L’abolition de l’esclavage et le début d’une immigration de masse

A mesure que le XIXe siècle avance, le courant abolitionniste devient de plus en plus virulent. En 1871, la Lei do Ventre Livre émancipant les enfants d’esclave (une fois leur majorité atteinte) sonne comme une sirène d’alarme pour les fazendeiros conscients que, sans une importante main d’œuvre, ils ne pourront sauver leurs plantations. Un renversement de situation se produit donc au sein de l’élite brésilienne qui, de pair avec le gouvernement fédéral et le pouvoir central, consacrera dès lors tous ses efforts à stimuler l’immigration européenne.

Les années 1880 inaugurent ainsi le début d’une immigration massive qui fait du Brésil le troisième pays d’accueil des flux migratoires européens, après les États-Unis et l’Argentine. En 1888, l’abolition de l’esclavage, suivie de très près par la proclamation de la République (1889), consolidera ce phénomène de masse : entre 1880 et 1924, 3 600 000 émigrants rentreront ainsi au Brésil.

La province de São Paulo devient le plus grand centre d’attraction du pays et donc le principal État d’accueil de l’immigration étrangère. Une très grande partie de l’État est en effet composée de grandes plantations cafetières qui, depuis les années 1870, sont connectées aux villes par des voies de chemin de fer. Parmi toutes nationalités européennes qui débarquent dans l’État de São Paulo, les Italiens sont de loin les plus nombreux : ils représentent en 1934 – première et deuxième génération confondues – près de 50% de la population de la Capitale. Les Portugais et les Espagnols constituent ensuite les deux autres principales communautés européennes.

Le tableau suivant nous indique le nombre d’entrées de ces trois nationalités dans l’État de São Paulo entre 1882 et 1910. L’écrasante supériorité numérique des Italiens saute aux yeux et, ce n’est qu’en 1904 – soit plus de dix après le début du processus migratoire de masse – qu’ils se feront dépassés par les Espagnols et les Portugais. La brutale diminution enregistrée après l’année 1914 indique également l’effet inhibiteur de la Première Guerre Mondiale sur les flux migratoires, qui clôt ainsi la période de la Grande Émigration.

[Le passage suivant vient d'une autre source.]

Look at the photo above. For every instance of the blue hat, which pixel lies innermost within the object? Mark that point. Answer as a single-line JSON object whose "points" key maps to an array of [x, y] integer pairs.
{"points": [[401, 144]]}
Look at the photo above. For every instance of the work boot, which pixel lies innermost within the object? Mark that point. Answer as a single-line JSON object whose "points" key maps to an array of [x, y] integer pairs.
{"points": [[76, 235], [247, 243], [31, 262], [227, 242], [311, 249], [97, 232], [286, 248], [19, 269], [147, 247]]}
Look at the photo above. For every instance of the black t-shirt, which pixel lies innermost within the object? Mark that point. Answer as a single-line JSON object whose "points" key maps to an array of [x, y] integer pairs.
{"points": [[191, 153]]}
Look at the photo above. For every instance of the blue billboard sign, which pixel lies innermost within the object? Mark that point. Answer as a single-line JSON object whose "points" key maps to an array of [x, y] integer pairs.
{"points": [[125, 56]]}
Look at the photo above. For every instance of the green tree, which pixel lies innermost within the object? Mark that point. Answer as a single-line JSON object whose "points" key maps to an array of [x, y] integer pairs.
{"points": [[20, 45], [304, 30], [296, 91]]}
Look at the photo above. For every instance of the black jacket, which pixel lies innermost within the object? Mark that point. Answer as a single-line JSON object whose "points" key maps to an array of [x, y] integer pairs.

La mise en place de politiques d’immigration : vers une immigration subventionnée

L’immigration à São Paulo n’aurait jamais connu une telle ampleur sans une intervention de l’État –aussi bien central que fédéral. La loi de mars 1871 jette ainsi les bases d’une politique d’immigration qui scelle l’engagement de l’État à payer le voyage jusqu’à Santos – puis jusqu’aux fazendas – à toutes les familles de paysans européens. Une autre date importante est celle de l’ouverture à São Paulo de la fameuse Hospedaria do Imigrante (1887), un centre d’accueil qui pouvait recevoir jusqu’à 4000 personnes ; une nouvelle loi assure alors aux immigrés un séjour gratuit pendant huit jours, le temps d’être contractés par quelque fazendeiro. Entre 1893 et 1928, plus d’1 500 000 individus passeront la porte de l’Hospederia.

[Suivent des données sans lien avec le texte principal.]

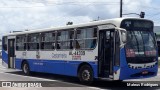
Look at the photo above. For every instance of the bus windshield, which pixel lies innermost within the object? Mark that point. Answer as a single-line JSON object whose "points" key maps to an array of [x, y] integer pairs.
{"points": [[140, 44]]}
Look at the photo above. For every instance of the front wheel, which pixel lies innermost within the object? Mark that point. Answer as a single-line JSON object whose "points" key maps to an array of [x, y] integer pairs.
{"points": [[85, 74], [25, 68]]}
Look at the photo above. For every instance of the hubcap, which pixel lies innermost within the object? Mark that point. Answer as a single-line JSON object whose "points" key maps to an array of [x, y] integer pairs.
{"points": [[86, 75]]}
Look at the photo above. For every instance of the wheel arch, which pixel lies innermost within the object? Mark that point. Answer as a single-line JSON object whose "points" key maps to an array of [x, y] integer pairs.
{"points": [[24, 61], [82, 64]]}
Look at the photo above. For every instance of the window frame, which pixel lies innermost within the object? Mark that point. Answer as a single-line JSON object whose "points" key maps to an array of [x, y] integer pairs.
{"points": [[71, 29], [48, 42], [5, 43], [83, 39], [25, 42], [33, 42]]}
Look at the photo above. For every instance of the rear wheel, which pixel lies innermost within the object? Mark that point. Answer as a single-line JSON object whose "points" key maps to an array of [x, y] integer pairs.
{"points": [[25, 68], [85, 74]]}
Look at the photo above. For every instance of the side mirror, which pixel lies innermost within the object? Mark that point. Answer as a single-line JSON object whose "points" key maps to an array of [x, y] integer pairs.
{"points": [[124, 36]]}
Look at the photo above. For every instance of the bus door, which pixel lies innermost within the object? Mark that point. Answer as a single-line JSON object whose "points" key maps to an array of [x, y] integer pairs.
{"points": [[106, 53], [11, 53]]}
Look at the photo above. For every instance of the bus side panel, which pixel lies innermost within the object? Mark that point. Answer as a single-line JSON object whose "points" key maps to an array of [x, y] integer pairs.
{"points": [[71, 68], [54, 66], [18, 63], [4, 56]]}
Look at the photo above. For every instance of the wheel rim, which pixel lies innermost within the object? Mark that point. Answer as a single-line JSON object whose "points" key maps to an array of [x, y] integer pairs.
{"points": [[86, 75], [25, 68]]}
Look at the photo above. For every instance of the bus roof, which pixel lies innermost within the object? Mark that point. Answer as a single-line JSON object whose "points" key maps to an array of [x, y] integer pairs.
{"points": [[115, 21]]}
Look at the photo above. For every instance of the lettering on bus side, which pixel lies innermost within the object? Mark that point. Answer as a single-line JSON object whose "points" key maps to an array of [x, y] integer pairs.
{"points": [[59, 55], [77, 54]]}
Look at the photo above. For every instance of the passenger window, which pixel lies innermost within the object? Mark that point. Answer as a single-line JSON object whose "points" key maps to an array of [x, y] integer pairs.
{"points": [[21, 43], [48, 41], [4, 41], [86, 38], [33, 41], [65, 39]]}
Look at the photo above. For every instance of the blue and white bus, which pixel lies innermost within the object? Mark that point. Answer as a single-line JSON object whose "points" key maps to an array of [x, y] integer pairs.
{"points": [[115, 49]]}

Pour que la politique d’immigration brésilienne soit pleinement performante, il manquait au développement d’infrastructures et à la mise en place d’aides financières un troisième élément : celui de la propagande.Panfleto_imigrante Il était en effet indispensable que les paysans des campagnes européennes soient au courant des avantages qui leur étaient conçus pour les inciter à venir travailler dans les fazendas de café. Le gouvernement de São Paulo fonde ainsi en 1886 la Sociedade Promotora da Imigração de São Paulo qui, chargée d’attirer des travailleurs ruraux, jouera efficacement sur l’image d’un Brésil au climat chaud et aux sols fertiles pour entretenir l’illusion d’une vie meilleure. Mais la Sociedade Promotora da Imigração de São Paulo n’est pas la seule à représenter le Brésil comme le pays des merveilles où la propriété terrienne est à portée de main car, rapidement, l’immigration européenne prend la forme d’un véritable commerce. Pour attirer le plus d’immigrés possible, des centaines de contrats sont en effet conclus entre le Gouvernement et des entreprises, des particuliers, des compagnies de transports ou des agences de voyages. En 1895, la province de São Paulo compte ainsi 34 agences de propagande et 7169 sous-agences et la Companhia Metropolitana s’engage auprès du gouvernement fédéral à introduire au Brésil un million d’individus, dans une période de 10 ans.

Au total, l’immigration subventionnée représenta entre 1891 et 1895 environ 89% de l’immigration de São Paulo. Les sommes colossales dépensées par le Gouvernement central ou par les pouvoirs fédéraux furent largement amorties par l’augmentation drastique des exportations de café ; entre 1880 et 1900, l’arrivée massive de main d’œuvre européenne dans les fazendas fit tripler la production de café ! A cette immigration subventionnée, s’oppose une immigration spontanée, c’est-à-dire entièrement aux frais de l’immigré. Largement minoritaire, elle laissait au moins à l’immigrant une plus grande marge de liberté et d’autonomie qui le rendait moins vulnérable aux exigences peu humaines infligées par les organismes d’accueil et les fazendeiros.